The executives also named several things that Congress should not do, first among them being a hike in taxes or an undoing of the mergers of the late 1990s.
"Americans need companies that can effectively compete for access to new resources," said Peter Robertson, vice chairman of Chevron. "Punitive measures that weakened us in the face of international competition are the wrong measures."
The executives also frowned on a recently passed House bill giving the Justice Department the power to sue OPEC, saying it would have little effect in boosting production.
The testimony was colored by a few outbursts of protest from members of the public. Before the hearing even began, a heckler in the crowd shouted: "Stop ripping off the American public - bring these oil prices down."
The panel took issue with the amount of money oil firms are investing in finding oil, and investing in renewables.
"You know how much cash you have on hand compared to capital investment," said Durbin. "They are begging us for more refineries, for more exploration, when their refineries are only operating at 85 percent."
Chevron's Robertson said the issue wasn't really one of refining, and more just the price of crude.
We are investing all we can [in finding new oil] given the limitations of access and our own human capacity," he said. "We have adequate refined capacity, inventories are at an all time high. The issue is the price of crude."
Committee Chairman Sen. Patrick Leahy, D-Vt., likely summed up the feeling of many senators on the panel.
"The people we represent are hurting, while your companies are profiting," he said. "We need to get some balance."
Congress: Familiar ground for execs
The hearing marked the second time in as many months that top oil industry officials have been called before Congress.
In April, roughly the same lineup defended their firms before a House committee. The hearing was ostensibly called to ask the executives why they needed some $18 billion in federal subsidies in light of their record profits, but quickly became a Q&A on bigger questions in the energy business.

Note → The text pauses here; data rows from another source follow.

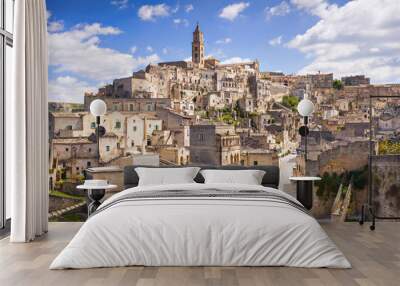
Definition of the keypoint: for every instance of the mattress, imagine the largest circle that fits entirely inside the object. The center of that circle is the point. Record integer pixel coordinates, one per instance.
(201, 225)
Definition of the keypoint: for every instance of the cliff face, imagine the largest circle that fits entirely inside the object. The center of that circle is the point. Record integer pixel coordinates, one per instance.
(386, 184)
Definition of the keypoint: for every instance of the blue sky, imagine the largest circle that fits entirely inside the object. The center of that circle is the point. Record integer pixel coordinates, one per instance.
(92, 42)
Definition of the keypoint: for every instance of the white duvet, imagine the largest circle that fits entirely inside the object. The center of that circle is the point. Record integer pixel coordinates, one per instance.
(202, 232)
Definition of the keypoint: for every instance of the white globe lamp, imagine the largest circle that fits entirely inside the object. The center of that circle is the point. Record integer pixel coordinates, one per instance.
(98, 107)
(305, 107)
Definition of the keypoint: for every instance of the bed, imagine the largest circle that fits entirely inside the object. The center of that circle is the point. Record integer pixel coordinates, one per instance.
(197, 224)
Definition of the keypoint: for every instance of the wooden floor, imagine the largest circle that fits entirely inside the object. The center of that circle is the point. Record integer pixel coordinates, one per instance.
(375, 257)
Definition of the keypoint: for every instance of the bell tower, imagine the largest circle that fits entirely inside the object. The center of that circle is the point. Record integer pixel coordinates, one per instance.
(198, 47)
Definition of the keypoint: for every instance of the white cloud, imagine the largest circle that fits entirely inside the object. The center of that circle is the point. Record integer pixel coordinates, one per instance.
(356, 38)
(276, 41)
(55, 26)
(320, 8)
(224, 41)
(78, 51)
(121, 4)
(281, 9)
(232, 11)
(189, 8)
(133, 49)
(179, 21)
(176, 9)
(151, 12)
(235, 60)
(68, 89)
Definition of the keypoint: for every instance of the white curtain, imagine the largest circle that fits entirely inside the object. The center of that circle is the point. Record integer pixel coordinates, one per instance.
(27, 124)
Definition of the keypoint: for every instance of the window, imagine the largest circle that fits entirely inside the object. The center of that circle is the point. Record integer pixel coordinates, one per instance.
(6, 44)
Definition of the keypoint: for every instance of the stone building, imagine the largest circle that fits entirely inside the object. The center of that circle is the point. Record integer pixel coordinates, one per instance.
(198, 47)
(254, 157)
(214, 145)
(355, 80)
(73, 155)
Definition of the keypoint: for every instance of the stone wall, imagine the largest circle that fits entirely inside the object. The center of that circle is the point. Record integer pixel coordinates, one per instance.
(386, 184)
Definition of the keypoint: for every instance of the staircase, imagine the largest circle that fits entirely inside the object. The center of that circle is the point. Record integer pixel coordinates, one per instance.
(342, 201)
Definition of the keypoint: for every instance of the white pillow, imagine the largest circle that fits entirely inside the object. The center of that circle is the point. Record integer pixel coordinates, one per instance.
(166, 176)
(248, 177)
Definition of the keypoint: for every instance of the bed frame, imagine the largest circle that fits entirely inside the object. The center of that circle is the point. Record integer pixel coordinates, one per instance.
(270, 179)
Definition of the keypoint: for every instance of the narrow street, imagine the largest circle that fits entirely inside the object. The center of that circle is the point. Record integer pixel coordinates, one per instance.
(286, 165)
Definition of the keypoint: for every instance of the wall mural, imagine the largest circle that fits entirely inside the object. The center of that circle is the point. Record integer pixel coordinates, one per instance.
(182, 96)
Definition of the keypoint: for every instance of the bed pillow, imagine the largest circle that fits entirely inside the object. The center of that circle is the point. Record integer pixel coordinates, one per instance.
(166, 176)
(248, 177)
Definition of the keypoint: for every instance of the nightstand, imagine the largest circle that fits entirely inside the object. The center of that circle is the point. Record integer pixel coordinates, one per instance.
(304, 190)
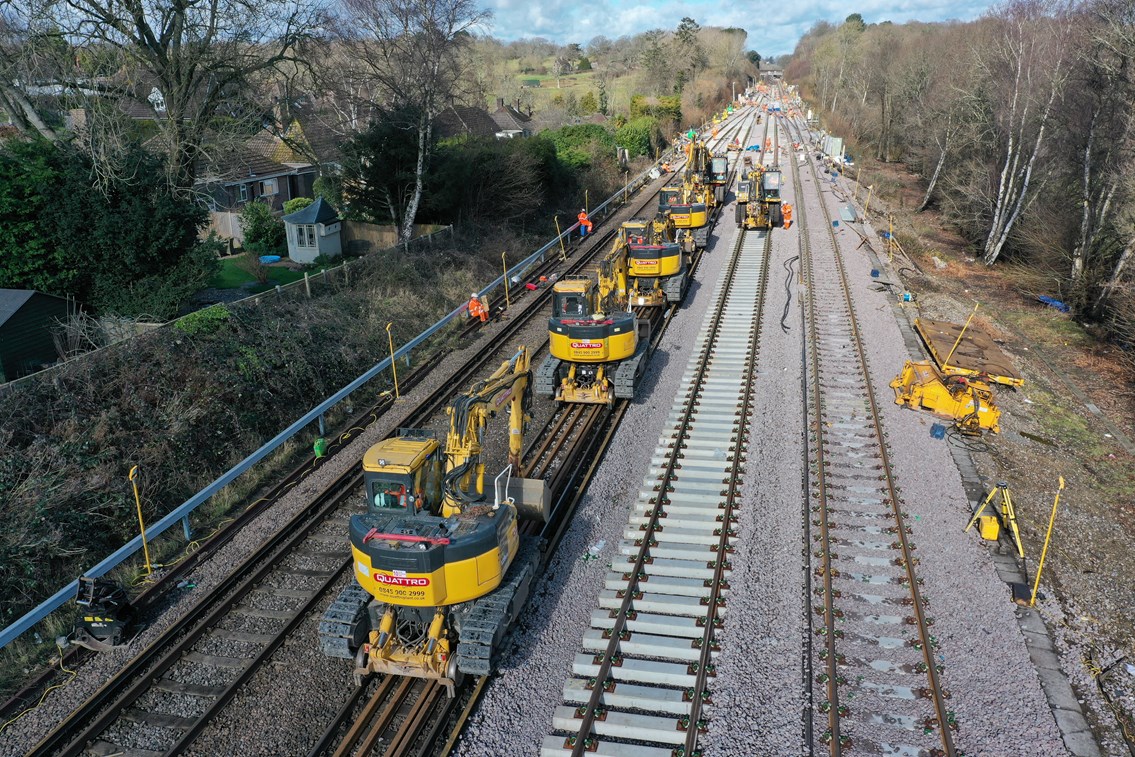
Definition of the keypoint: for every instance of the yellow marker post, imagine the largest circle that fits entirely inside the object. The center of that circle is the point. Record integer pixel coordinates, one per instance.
(394, 366)
(946, 363)
(137, 501)
(1044, 552)
(504, 263)
(560, 235)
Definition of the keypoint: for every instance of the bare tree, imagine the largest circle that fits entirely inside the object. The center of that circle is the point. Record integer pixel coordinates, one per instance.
(1032, 47)
(195, 64)
(411, 51)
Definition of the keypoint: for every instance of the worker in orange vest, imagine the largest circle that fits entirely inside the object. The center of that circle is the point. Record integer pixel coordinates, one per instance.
(477, 308)
(585, 223)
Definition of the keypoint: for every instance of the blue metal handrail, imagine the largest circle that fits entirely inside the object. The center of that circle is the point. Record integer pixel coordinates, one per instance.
(56, 600)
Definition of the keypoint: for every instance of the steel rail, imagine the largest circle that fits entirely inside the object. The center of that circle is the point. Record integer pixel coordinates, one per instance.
(943, 716)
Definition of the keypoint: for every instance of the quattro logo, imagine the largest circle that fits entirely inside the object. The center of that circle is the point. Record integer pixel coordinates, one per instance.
(398, 580)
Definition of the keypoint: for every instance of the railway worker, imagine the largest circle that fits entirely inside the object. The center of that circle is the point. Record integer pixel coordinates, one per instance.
(477, 308)
(585, 223)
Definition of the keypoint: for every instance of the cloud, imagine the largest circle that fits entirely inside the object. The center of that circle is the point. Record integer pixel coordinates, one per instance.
(773, 28)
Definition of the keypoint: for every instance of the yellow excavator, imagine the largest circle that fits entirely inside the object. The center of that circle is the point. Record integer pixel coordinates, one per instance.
(657, 260)
(758, 200)
(597, 348)
(440, 571)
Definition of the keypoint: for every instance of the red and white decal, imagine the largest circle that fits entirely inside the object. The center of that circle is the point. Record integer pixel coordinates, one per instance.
(397, 580)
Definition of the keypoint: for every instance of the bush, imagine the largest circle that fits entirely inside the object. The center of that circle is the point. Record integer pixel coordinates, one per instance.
(261, 226)
(641, 136)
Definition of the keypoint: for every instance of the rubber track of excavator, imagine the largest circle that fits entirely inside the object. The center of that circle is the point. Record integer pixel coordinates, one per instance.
(344, 625)
(547, 379)
(484, 627)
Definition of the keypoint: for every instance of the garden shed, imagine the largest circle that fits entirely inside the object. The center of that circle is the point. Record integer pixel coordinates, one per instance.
(26, 319)
(313, 232)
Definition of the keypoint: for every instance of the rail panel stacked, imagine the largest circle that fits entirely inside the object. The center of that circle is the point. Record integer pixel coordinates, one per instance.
(873, 655)
(641, 683)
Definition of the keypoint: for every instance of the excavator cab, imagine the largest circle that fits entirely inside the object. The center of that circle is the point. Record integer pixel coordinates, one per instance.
(440, 570)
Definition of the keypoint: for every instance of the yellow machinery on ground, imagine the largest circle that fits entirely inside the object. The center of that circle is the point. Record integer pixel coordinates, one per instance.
(440, 571)
(968, 400)
(597, 348)
(958, 388)
(758, 201)
(657, 261)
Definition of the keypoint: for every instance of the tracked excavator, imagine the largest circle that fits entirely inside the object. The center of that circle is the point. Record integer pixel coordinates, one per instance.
(597, 348)
(440, 570)
(690, 199)
(758, 200)
(657, 260)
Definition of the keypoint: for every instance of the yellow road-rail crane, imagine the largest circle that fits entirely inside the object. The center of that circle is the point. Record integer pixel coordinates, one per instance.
(440, 570)
(597, 348)
(758, 201)
(656, 261)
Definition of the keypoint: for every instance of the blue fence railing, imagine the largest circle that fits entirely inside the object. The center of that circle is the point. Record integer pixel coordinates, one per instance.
(182, 512)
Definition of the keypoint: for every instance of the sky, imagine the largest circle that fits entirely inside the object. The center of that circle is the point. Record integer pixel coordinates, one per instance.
(773, 27)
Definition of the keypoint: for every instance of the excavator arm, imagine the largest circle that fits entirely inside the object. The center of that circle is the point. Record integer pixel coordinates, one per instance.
(469, 414)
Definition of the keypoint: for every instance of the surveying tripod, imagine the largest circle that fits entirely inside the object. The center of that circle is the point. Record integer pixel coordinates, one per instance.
(1005, 513)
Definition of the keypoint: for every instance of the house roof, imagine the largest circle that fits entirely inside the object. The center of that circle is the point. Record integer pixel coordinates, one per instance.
(262, 156)
(317, 212)
(510, 119)
(463, 119)
(11, 301)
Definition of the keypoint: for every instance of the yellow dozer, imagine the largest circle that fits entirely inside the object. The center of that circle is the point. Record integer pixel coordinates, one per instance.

Lawmakers criticized the firms for not investing enough in finding new oil and developing renewable resources and told them, in thinly disguised terms, that they'd be forced to enact extra profit taxes if Big Oil continued to post such large earnings.
The oil men said they're making business decisions in the best interest of their shareholders. They repeated their often-stated position that the best way to lower prices and bring more oil to market is to open up wide swaths of the U.S. that are currently off-limits to drilling.
Although lawmakers don't vote on energy issues strictly along party lines, Democrats generally want to increase taxes on Big Oil and use the money to fund renewable energy research.
Republicans generally favor opening up the Alaska Wildlife Refuge, large parts of the Rocky Mountains, and areas off the east and west coast that have been closed to drilling since the 1970s following a public backlash after several big oil spills.
The parties are widely apart on the issues - a Republican effort to expand drilling recently failed in the Senate - and a compromise is not expected soon.
But both the Democrat and Republican proposals are long-term solutions that would have little impact on the nation's energy picture for several years, if not decades.
In the short run, experts say there's little politicians can do to bring down the price of gas.
Recent proposals to suspend the gas tax from the Democratic presidential contender Hillary Clinton and presumed Republican nominee John McCain were roundly criticized for leaving the government with a cash shortfall while possibly encouraging more driving, and by extension higher prices.
A measure to stop filling that nation's Strategic Petroleum Reserve was enacted last week with wide bipartisan support, but has done nothing so far to stem surging crude prices.